Mantova, vie inondate e fiumi in crescita. Allerta per la sferzata di maltempo

Ondata di piena del Secchia, chiusi i primi ponti. Allagamenti a Sabbioneta e Borgo Mantovano

MANTOVA. Mantovano colpito dall’ondata di maltempo che sta flagellando gran parte dell’Italia. Diverse le vie che sono state allagate mentre cresce l’allerta pe ri fiumi, la cui improvvisa crescita sta creando ondate di piena. Oggi (5 dicembre) nel Modenese sono stati chiusi per precauzione i ponti sul fiume Secchia mentre si attende per la giornata di domani e lunedì il transito del colmo nella nostra provincia.

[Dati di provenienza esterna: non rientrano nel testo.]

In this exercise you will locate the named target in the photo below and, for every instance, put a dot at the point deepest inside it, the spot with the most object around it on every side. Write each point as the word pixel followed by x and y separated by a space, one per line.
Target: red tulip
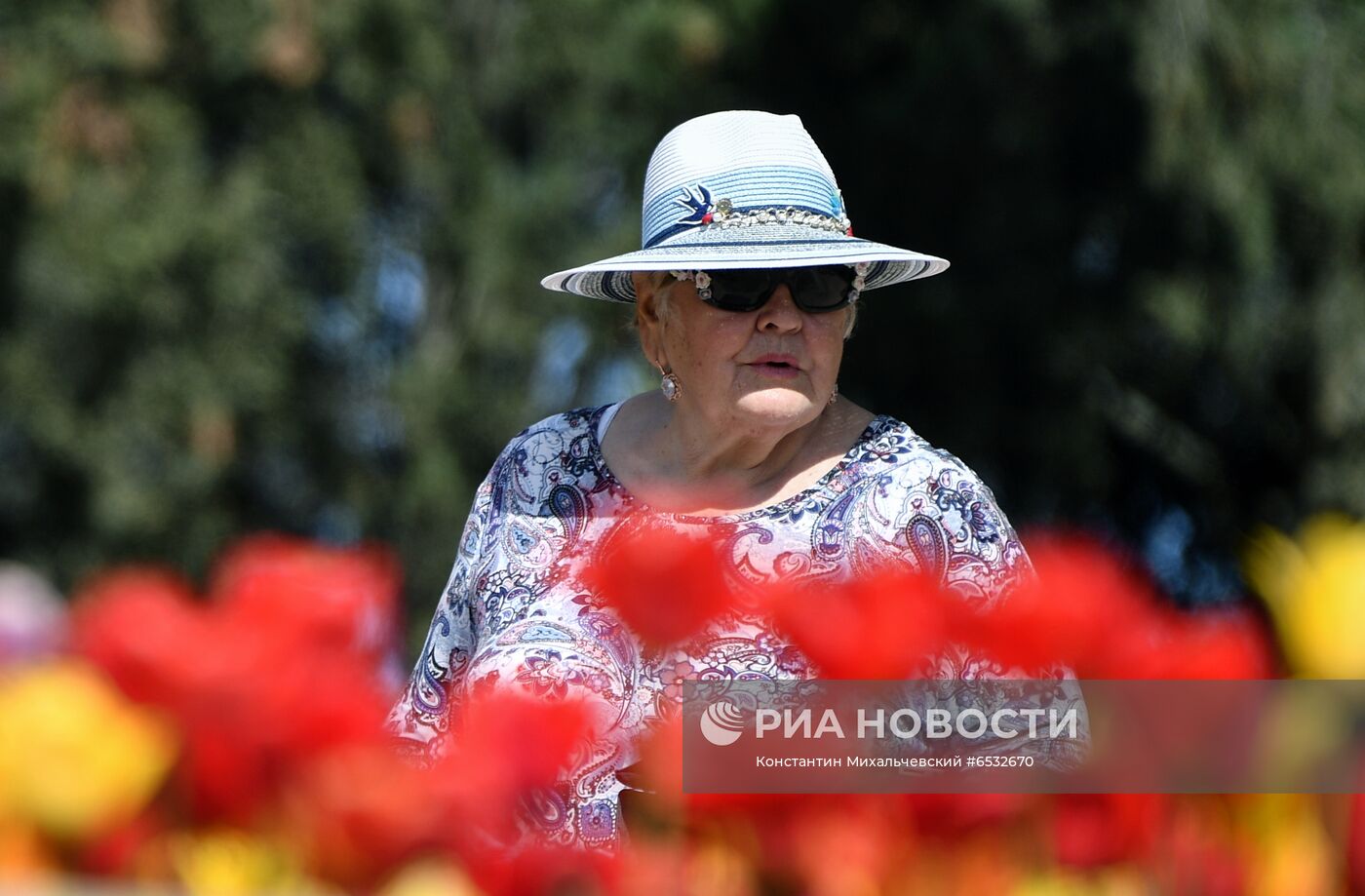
pixel 1092 830
pixel 666 586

La pioggia insistente è stata favorita dal vento di scirocco, che ha portato a diversi rovesci non risparmiando nessuna zona della Provincia. Nell’Alto Mantovano, nella zona di Ponti sul Mincio, oggi le precipitazioni hanno sfiorato i 60 millimetri ed a Canneto i 50. Punte estreme, che sono state accompagnate da una media superiore ai 30 millimetri in buona parte della nostra provincia e di 40 in particolare nella Bassa, da Viadana a Suzzara.

Quantità notevoli che, considerata la media annua di circa 700 metri, corrispondono a precipitazioni medie di due o tre settimane concentrate in 24 ore.

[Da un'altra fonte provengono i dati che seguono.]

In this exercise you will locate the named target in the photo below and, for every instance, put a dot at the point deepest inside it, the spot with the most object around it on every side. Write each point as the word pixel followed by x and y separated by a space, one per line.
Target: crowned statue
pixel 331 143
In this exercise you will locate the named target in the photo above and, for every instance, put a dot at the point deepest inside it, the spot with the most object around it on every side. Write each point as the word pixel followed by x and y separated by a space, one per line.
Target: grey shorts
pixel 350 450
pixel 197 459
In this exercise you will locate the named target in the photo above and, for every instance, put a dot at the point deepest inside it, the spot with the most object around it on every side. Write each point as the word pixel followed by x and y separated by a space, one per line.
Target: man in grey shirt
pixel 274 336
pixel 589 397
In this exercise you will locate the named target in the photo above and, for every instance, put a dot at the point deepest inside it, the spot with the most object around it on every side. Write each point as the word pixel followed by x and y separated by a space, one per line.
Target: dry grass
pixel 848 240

Questa volta l’intensità non ha giocato la sua parte, come nelle cosiddette “bombe d'acqua” eventi improvvisi e concentrati in un breve lasso di tempo. La pioggia si è distribuita nell’arco della giornata, preceduta venerdì da prime avvisaglie che hanno bagnato il terreno quel tanto da non permettere ieri al terreno di assorbire la pioggia che velocemente è finita nei fossi e da qui ai canali che in poco tempo si sono gonfiati. È finita così sott’acqua una porzione della via Europa, a Sabbioneta, luogo già in passato teatro di allagamenti. L’acqua è finita negli scantinati di diverse case, da tempo munite di pompe sommerse per evacuare l’acqua. Ma stavolta l’operazione è stata resa impossibile dall'alto livello dei fossi circostanti che hanno continuato a far scendere l’acqua nelle parti basse, come via Fornace e via Viazzuolo. Sul posto, il sindaco Marco Pasquali, con una squadra dei Vigili del Fuoco e della Protezione civile, che ha monitorato questa situazione e quella di Villa Pasquali, dove la via del cimitero è stata parimenti allagata.

Situazione analoga a Borgo Mantovano, per l’intasamento di una caditoia stradale. E anche in questo caso l’amministrazione, con il sindaco Alberto Borsari, si è fatto subito parte attiva, mobilitando la protezione civile.

Intanto preoccupa l’ondata di piena che si è generata sul Secchia e sul Sorbolo dove l’innalzamento delle temperature in Appennino ha fatto piovere sulla neve, sciogliendola e moltiplicando così l’effetto di ingrossamento dei fiumi. I ponti sono stati chiusi precauzionalmente mentre è stato dichiarato lo stato d’allerta arancione. L’ondata del Secchia raggiungerà Moglia oggi transitando poi a Quistello e San Benedetto Po. Al momento non desta preoccupazione invece il Po, la cui crescita è appena iniziata a monte fra Piemonte ed alta Emilia.